Evergrande has reported more than US$300 billion in debt. The company filed for bankruptcy protection in New York in August, attempting to ease a path to settling debts with its overseas bondholders. In a filing with the Hong Kong Stock Exchange last Thursday, Evergrande announced that Hui, 64, still a billionaire but no longer China’s richest person, was suspected by authorities of criminal wrongdoing. The statement appeared to confirm news reports that Hui was under police surveillance, a form of house arrest.
Who is Hui Ka Yan?
Born in Henan province, Hui, who is known as Xu Jiayin in mainland China, was raised by his grandmother in rural poverty. His mother had died when he was 1 year old, after the family could not afford to seek medical care. He recalled walking to his thatched schoolhouse with steamed buns of cornbread that moulded in the summer humidity. He would rinse and then eat them.
Growing up, Hui said, he had intended to become a bricklayer so he could draw a regular salary. “Back then, I was anxious to be helped by others, and was eager to land a job, leave the countryside forever and eat wheat flour,” Hui said in a 2018 speech. But as universities reopened after the Cultural Revolution, he enrolled at the Wuhan University of Science and Technology and worked for a decade in a state-owned steel mill.
He founded Evergrande in the southern city of Guangzhou in 1996, as the government sought to move hundreds of millions of people from the countryside to the city. He bought hundreds of land parcels, promising to turn them into urbanized apartment towers. Attracted by middle-class comforts — such as proximity to public transport and good schools — buyers flocked to his homes, and Evergrande sold more properties than other developers.
After listing Evergrande’s stock in 2009, Hui poured his profits from the property boom into unrelated ventures. Evergrande acquired Guangzhou’s best soccer club in 2010, spending billions of dollars on foreign players in years when Xi outlined ambitions to transform China into a soccer superpower. A number of Hui’s other investments, including in electric vehicle development and traditional Chinese medicine, were aligned with the party’s priorities. The company hired Jackie Chan to become the face of a mineral water venture.
What led to his fall?
To fuel Evergrande’s aggressive expansion across the country, the company borrowed heavily. It took out loans from banks and even its employees. Eventually, the company borrowed more than it could pay back.
Hui belonged to an elite group of Chinese political advisers, once wearing a Hermès gold-buckled belt to a 2012 session of the Chinese People’s Political Consultative Conference. On July 1, 2021, he was among the guests onstage at Tiananmen Square during the 100th anniversary celebration of the founding of the Communist Party in 2021. “All I have and all that Evergrande Group has achieved were endowed by the party, the state and the whole society,” Hui said in the 2018 speech.
But later in 2021, Evergrande began defaulting on payments. Once among the top-performing stocks in the country, the company’s shares tanked amid worries over whether the company could ever repay its debts and complete construction on apartments.
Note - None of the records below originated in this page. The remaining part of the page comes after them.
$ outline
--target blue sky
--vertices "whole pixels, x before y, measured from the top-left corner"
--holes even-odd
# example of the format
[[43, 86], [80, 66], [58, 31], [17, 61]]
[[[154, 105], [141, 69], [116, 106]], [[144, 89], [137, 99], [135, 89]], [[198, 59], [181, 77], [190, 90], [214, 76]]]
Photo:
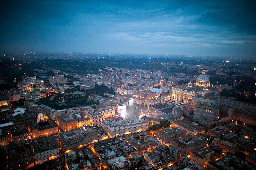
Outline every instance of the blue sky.
[[1, 51], [256, 55], [255, 1], [9, 1]]

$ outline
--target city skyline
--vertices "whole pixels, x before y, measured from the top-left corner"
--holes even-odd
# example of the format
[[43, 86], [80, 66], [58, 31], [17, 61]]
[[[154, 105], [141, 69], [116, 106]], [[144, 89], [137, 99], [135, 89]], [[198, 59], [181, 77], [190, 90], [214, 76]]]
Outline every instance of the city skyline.
[[2, 51], [255, 57], [252, 1], [3, 5]]

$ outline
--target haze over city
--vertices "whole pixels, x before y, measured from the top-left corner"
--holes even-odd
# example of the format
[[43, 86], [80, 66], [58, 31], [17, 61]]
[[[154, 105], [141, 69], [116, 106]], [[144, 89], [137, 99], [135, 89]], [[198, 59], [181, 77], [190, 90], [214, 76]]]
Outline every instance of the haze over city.
[[255, 57], [255, 1], [4, 1], [0, 50]]
[[0, 169], [256, 170], [255, 1], [0, 4]]

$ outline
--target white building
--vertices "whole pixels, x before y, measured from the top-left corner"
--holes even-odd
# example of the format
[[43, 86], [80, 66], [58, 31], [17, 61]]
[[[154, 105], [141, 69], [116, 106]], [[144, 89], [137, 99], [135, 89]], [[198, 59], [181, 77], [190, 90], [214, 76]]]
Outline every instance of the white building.
[[116, 121], [107, 119], [100, 122], [99, 124], [110, 138], [146, 131], [148, 126], [146, 122], [135, 119]]
[[125, 105], [123, 103], [119, 103], [117, 105], [117, 113], [121, 114], [122, 117], [124, 117], [126, 111]]
[[100, 108], [98, 110], [98, 111], [104, 116], [105, 118], [108, 117], [116, 114], [116, 110], [114, 107]]

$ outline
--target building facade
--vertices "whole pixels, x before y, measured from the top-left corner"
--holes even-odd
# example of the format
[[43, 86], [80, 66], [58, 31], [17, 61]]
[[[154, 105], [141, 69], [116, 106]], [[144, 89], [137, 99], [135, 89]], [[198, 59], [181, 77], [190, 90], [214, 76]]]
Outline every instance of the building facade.
[[135, 119], [114, 121], [107, 119], [99, 124], [108, 132], [110, 138], [144, 131], [148, 130], [148, 123]]

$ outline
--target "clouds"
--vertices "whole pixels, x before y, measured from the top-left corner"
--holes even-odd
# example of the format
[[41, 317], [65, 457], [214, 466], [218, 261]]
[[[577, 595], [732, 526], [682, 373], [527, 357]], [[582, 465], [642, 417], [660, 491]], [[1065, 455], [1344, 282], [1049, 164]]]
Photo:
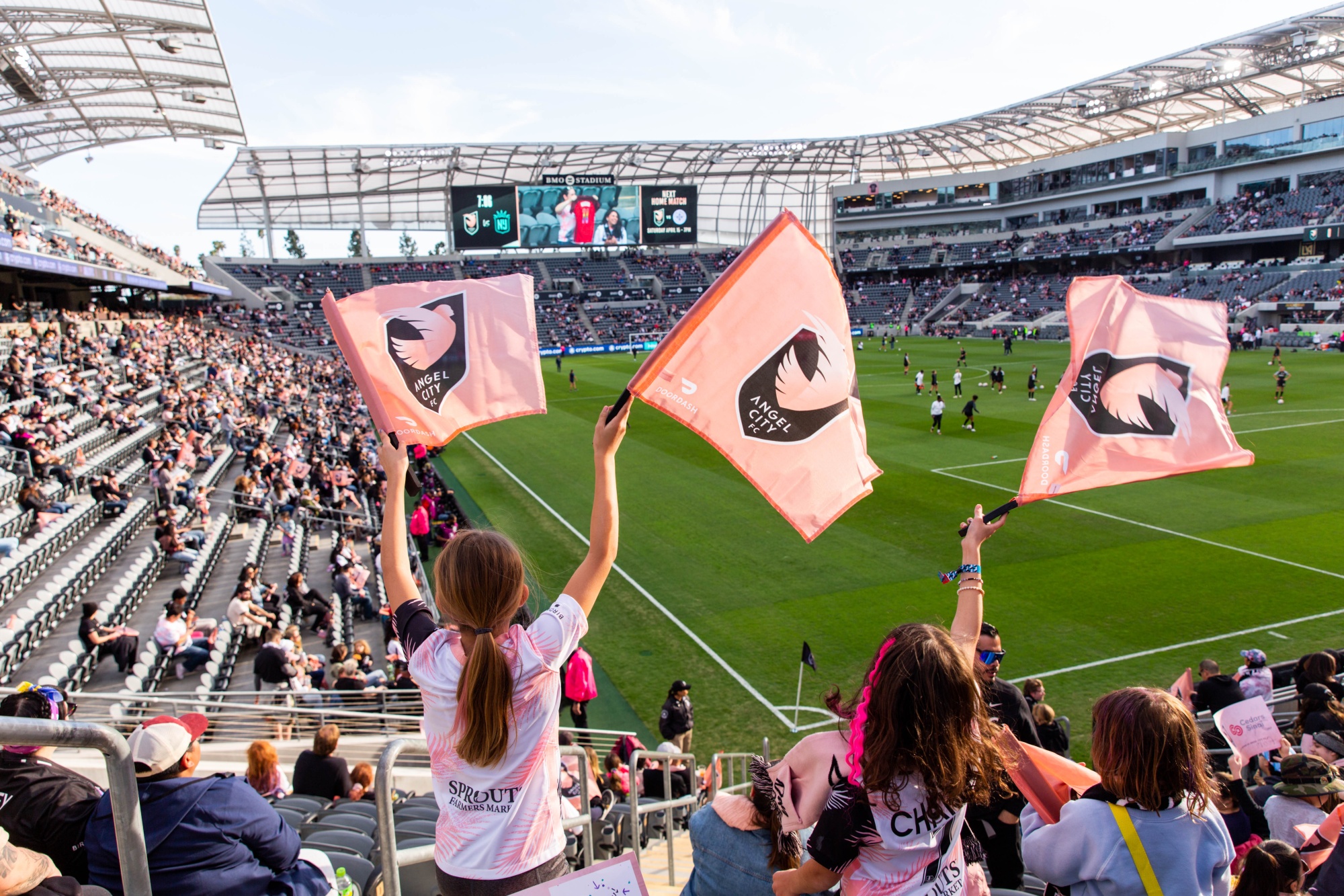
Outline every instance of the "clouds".
[[[231, 0], [211, 12], [251, 144], [302, 145], [875, 133], [1235, 34], [1266, 9], [1171, 3], [1160, 24], [1063, 0]], [[87, 165], [59, 159], [39, 176], [160, 245], [194, 256], [218, 237], [233, 252], [235, 233], [195, 233], [231, 156], [156, 141], [95, 149]], [[344, 254], [345, 233], [302, 237], [313, 254]], [[395, 239], [371, 234], [380, 253]]]

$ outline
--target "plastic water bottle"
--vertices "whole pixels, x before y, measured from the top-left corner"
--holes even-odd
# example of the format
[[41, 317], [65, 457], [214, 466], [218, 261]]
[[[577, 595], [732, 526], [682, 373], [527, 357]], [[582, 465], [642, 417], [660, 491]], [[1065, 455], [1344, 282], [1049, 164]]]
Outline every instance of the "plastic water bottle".
[[344, 868], [336, 869], [336, 895], [337, 896], [359, 896], [359, 884], [349, 879]]

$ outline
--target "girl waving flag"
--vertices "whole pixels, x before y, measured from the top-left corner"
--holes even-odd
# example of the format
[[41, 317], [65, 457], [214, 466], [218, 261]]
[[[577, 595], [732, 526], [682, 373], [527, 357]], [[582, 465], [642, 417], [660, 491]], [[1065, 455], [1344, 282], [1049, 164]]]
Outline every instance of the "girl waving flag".
[[551, 608], [511, 626], [527, 603], [523, 557], [504, 535], [466, 530], [434, 564], [434, 603], [460, 631], [439, 628], [419, 599], [406, 550], [406, 451], [384, 437], [383, 577], [394, 626], [425, 700], [438, 825], [438, 885], [446, 896], [512, 893], [567, 870], [560, 827], [560, 665], [587, 632], [616, 560], [616, 449], [629, 413], [602, 409], [593, 436], [597, 482], [591, 544]]

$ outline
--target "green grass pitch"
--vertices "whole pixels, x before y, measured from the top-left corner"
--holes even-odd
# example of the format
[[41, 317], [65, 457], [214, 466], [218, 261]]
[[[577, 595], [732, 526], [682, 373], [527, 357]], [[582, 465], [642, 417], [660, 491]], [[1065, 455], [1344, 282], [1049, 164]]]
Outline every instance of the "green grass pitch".
[[[618, 564], [755, 686], [771, 704], [792, 705], [801, 643], [818, 671], [806, 671], [802, 705], [824, 692], [857, 686], [887, 628], [903, 622], [946, 624], [956, 591], [938, 569], [958, 558], [956, 526], [974, 503], [1011, 496], [1023, 463], [934, 468], [1021, 459], [1068, 355], [1060, 343], [968, 340], [964, 390], [980, 396], [978, 432], [960, 428], [952, 398], [957, 342], [902, 339], [879, 352], [867, 339], [859, 359], [868, 451], [884, 475], [812, 545], [708, 444], [638, 404], [618, 457]], [[911, 374], [903, 377], [902, 352]], [[1285, 351], [1293, 379], [1288, 402], [1273, 400], [1270, 350], [1232, 352], [1232, 428], [1255, 464], [1107, 490], [1062, 500], [1165, 534], [1050, 502], [1012, 514], [985, 549], [985, 618], [999, 626], [1008, 655], [1003, 675], [1021, 678], [1187, 640], [1344, 611], [1344, 355]], [[641, 357], [642, 361], [642, 357]], [[999, 396], [985, 371], [1000, 363]], [[1039, 365], [1048, 387], [1028, 402], [1025, 378]], [[614, 401], [637, 367], [629, 355], [566, 358], [563, 373], [543, 359], [550, 413], [470, 435], [581, 531], [591, 502], [591, 433], [598, 409]], [[948, 401], [943, 435], [929, 432], [929, 398], [915, 396], [914, 371], [938, 371]], [[578, 377], [570, 391], [567, 374]], [[1329, 421], [1329, 422], [1327, 422]], [[1320, 425], [1304, 425], [1320, 424]], [[1249, 432], [1259, 431], [1259, 432]], [[528, 554], [538, 581], [559, 593], [583, 545], [468, 439], [444, 452], [492, 525]], [[1316, 568], [1304, 569], [1249, 552]], [[589, 648], [640, 717], [656, 731], [673, 678], [692, 682], [695, 749], [771, 752], [801, 735], [774, 717], [707, 652], [621, 577], [607, 581], [591, 618]], [[1242, 636], [1046, 677], [1046, 701], [1073, 720], [1074, 755], [1089, 752], [1093, 701], [1126, 685], [1168, 686], [1204, 657], [1239, 663], [1238, 651], [1265, 650], [1271, 662], [1318, 646], [1344, 644], [1344, 612], [1273, 626]], [[786, 713], [792, 717], [792, 713]], [[820, 721], [804, 712], [801, 724]]]

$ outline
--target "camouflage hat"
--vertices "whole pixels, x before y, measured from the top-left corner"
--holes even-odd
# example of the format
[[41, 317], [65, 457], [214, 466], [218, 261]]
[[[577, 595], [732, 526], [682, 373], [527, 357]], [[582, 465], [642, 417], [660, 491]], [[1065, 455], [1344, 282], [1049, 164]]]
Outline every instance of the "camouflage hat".
[[1316, 756], [1294, 753], [1284, 760], [1274, 792], [1281, 796], [1325, 796], [1344, 792], [1339, 772]]

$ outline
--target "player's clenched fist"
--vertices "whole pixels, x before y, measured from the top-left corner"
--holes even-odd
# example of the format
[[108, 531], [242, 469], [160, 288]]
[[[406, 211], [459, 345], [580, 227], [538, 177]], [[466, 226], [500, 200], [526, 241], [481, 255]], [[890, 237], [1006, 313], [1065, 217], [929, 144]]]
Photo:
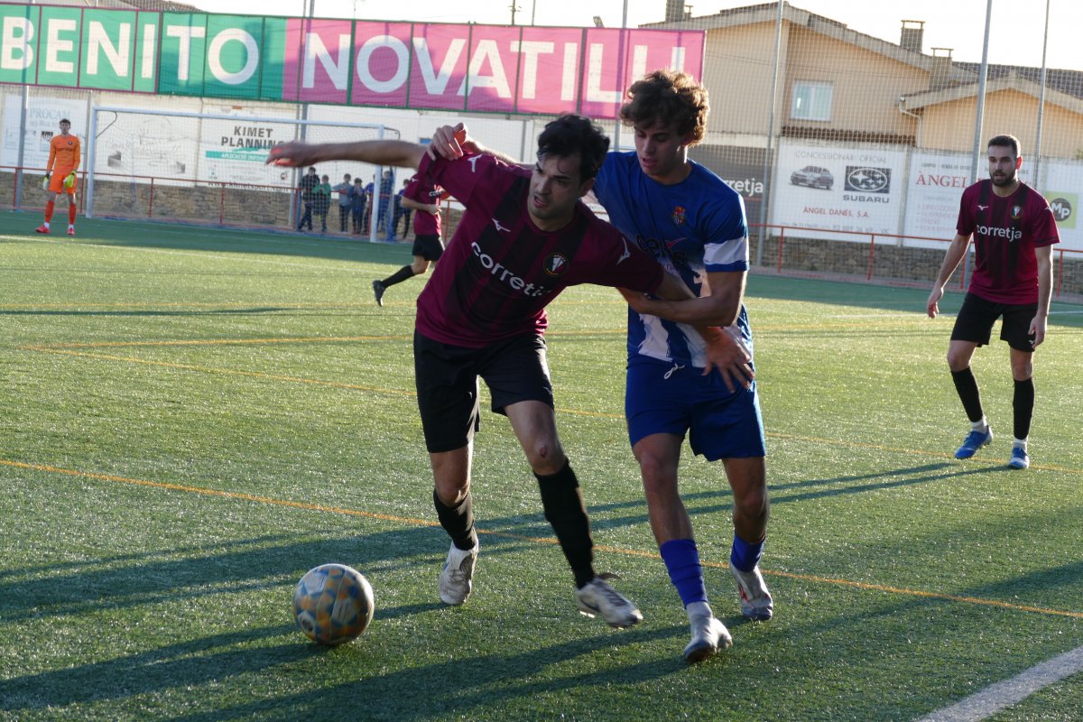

Homebuyers have protested on the streets. China’s central bank put Evergrande on notice to resolve its debt. The company has struggled to sell off some of its assets to raise funds.
Once valued at US$43.8 billion, Hui’s estimated wealth dropped to US$3 billion in 2023, according to the Hurun Report, a research firm that tracks wealth in China.
Chinese officials have said nothing publicly about the investigation of Hui. Evergrande, which has suspended the trading of its shares as it negotiates with its creditors, issued statements Monday that said it had no further information to add about the situation at the company, despite the investigation into Hui.
Evergrande said it had applied for trading to resume in the shares of its main holding company and its property services unit on Tuesday. Operations at the property services unit were “normal,” the company said. It did not address the state of business at the main holding company.